A Stranger Among Us is a strange film. At times a crime thriller, a romance, a fish-out-of-water story, and a golden-toned New York story about a little-known or filmed community. It didn’t get very good reviews when it was originally released in 1992, with many reviewers feeling that the story was weak and its star, Melanie Griffith, was woefully miscast as a hard-boiled New York cop. Has anything changed since then? Well, yes and no.
Melanie Griffith’s best films (Body Double, Stormy Monday, Something Wild) contrast her kewpie doll voice with the brains behind the bod, as she told Harrison Ford in Working Girl, so it is reasonable, if not entirely believable, that she is a world-weary New York City cop. It’s at least necessary for the plot to proceed. In A Stranger Among Us, she plays Emily Eden, a cop going through the motions in her life – sleeping with her partner Nick (Jamey Sheridan) and looking for her job to provide thrills (she is trigger-happy and rarely calls for back-up). Nick is clearly enamored of her:
“Are we in love?”
“We’re in lust”
Poor Nick gets wounded after she has them pursue two suspects without calling it in first. He survives, and Emily is sent on a routine missing persons case as a quasi-punishment. Now we get to the part of the film that director Sidney Lumet (Network, 12 Angry Men, The Verdict, Dog Day Afternoon, Running On Empty) is clearly most interested in. He tells us this in the opening aerial shots of New York City, including the World Trade Center, which pan from the Verrazano to the Manhattan Bridge and the neighborhood below, his object, the day-to-day life of a Brooklyn Hasidic community.

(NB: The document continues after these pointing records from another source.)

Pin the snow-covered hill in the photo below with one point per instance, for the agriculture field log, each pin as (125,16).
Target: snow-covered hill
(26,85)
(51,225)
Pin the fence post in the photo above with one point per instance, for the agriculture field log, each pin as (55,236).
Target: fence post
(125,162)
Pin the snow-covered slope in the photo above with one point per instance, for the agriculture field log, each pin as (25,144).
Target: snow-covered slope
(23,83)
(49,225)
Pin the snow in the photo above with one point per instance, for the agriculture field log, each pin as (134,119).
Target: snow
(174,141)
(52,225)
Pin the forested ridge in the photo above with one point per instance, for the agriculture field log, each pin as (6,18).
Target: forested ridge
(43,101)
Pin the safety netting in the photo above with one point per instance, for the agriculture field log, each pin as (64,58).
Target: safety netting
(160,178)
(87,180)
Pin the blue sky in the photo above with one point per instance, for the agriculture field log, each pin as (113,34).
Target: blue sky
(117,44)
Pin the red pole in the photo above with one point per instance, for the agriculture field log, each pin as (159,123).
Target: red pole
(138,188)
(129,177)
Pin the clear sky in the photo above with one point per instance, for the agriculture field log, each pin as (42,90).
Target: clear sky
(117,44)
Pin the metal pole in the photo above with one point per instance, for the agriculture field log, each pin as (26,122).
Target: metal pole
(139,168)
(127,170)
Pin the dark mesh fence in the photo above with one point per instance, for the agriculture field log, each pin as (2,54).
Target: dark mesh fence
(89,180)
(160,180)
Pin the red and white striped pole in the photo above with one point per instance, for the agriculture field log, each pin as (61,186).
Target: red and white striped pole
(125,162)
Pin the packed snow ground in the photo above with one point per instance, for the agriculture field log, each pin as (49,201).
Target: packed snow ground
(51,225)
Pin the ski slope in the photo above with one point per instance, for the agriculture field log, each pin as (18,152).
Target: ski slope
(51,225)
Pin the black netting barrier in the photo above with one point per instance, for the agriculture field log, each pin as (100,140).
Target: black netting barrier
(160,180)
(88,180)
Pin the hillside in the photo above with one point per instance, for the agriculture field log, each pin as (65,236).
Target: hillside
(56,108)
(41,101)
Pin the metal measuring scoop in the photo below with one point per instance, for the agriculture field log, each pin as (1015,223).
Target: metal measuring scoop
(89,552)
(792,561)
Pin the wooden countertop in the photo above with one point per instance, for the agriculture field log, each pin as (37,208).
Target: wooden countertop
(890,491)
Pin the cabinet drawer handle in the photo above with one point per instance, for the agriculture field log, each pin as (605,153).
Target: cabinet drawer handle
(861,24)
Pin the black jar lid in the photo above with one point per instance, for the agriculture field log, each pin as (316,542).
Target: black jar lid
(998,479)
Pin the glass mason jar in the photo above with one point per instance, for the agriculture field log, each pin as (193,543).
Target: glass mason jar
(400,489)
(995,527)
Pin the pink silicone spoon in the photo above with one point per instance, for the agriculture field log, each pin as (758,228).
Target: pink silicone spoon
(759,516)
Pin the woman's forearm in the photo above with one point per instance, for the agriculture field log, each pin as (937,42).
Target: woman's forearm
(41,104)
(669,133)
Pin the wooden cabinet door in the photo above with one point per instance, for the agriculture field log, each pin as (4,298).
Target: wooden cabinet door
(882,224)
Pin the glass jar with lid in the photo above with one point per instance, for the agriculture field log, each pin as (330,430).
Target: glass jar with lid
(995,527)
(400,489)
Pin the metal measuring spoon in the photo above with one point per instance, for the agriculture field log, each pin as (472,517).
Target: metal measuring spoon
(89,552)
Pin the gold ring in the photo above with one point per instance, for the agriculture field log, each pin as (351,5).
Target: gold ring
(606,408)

Lumet lights all of the interiors of the Hasidim with a golden glow that suggests candlelight. He is definitely romaticizing these people’s lives as well as trying to portray a people living in a protected pocket (out of time?) in the middle of the big brash city. The Hasidim stay within their neighborhood, read their own newspapers in their own language, and study ancient religious texts. When they do venture out, they are transported by bus to midtown, to work in the diamond district. It’s an enclosed world, which at first seems strange and oppressive to Emily.
The missing persons case quickly turns into a murder investigation and Emily must live among the Hasidim to crack the case. She is a woman without commitments – no serious or steady boyfriend (sorry, Nick) and she barely sees her retired cop dad. She finds their foreign customs at first fascinating, like a tourist, and then begins to observe a deeper meaning to their rituals. While undercover, she is as attracted to the sense of community and family as much as she is to the handsome young Ariel (Eric Thal, in his first role), a scholar of the Kabbalah and the best friend of the missing man. The two begin to grow closer, against all odds and traditions.
Eric Thal (The Puppet Masters, Six Degrees of Separation) reportedly auditioned for a small part in the film, and Lumet was so impressed with him that he gave him the lead role of Ariel. His portrayal of the earnest and soft-spoken but deep feeling Ariel is the best part of the movie. You might not be interested in whether Emily solves the mystery, but you’ll very likely be interested in Ariel. It was Thal’s first film. He doesn’t seem to act as much these days, but he has founded an American accent school for actors, American English Master, which seems to keep him busy.
James Gandolfini can also be spotted in an early small role as a wise guy who is one of Emily’s prime suspects. Viewers may find the movie’s plot as disjointed as the world the Hasidim inhabit, with the crime being investigated its least convincing part. But A Stranger Among Us is still an interesting watch. The viewer, like Emily, may feel like a fish out of water watching the rules and customs of the Brooklyn Hasidim, but they will be captivated in the neighborhood and the character of Ariel as well.
A Stranger Among Us is in color, and rated PG-13, with a running time of 109 minutes and an aspect ratio of (1.85:1) 1920x1080p. Images look great on a large-scale high-definition television screen, especially those golden interiors filmed by cinematographer Andrzej Bartkowiak. English subtitles are available.
Extras on the Blu-ray Include an audio Commentary by Screenwriter Robert J. Avrech and theatrical trailers for A Stranger Among Us, V.I. Warshawski, One Good Cop, Cherry 2000, Born Yesterday, Paradise, Two Much, The Offence and The Group.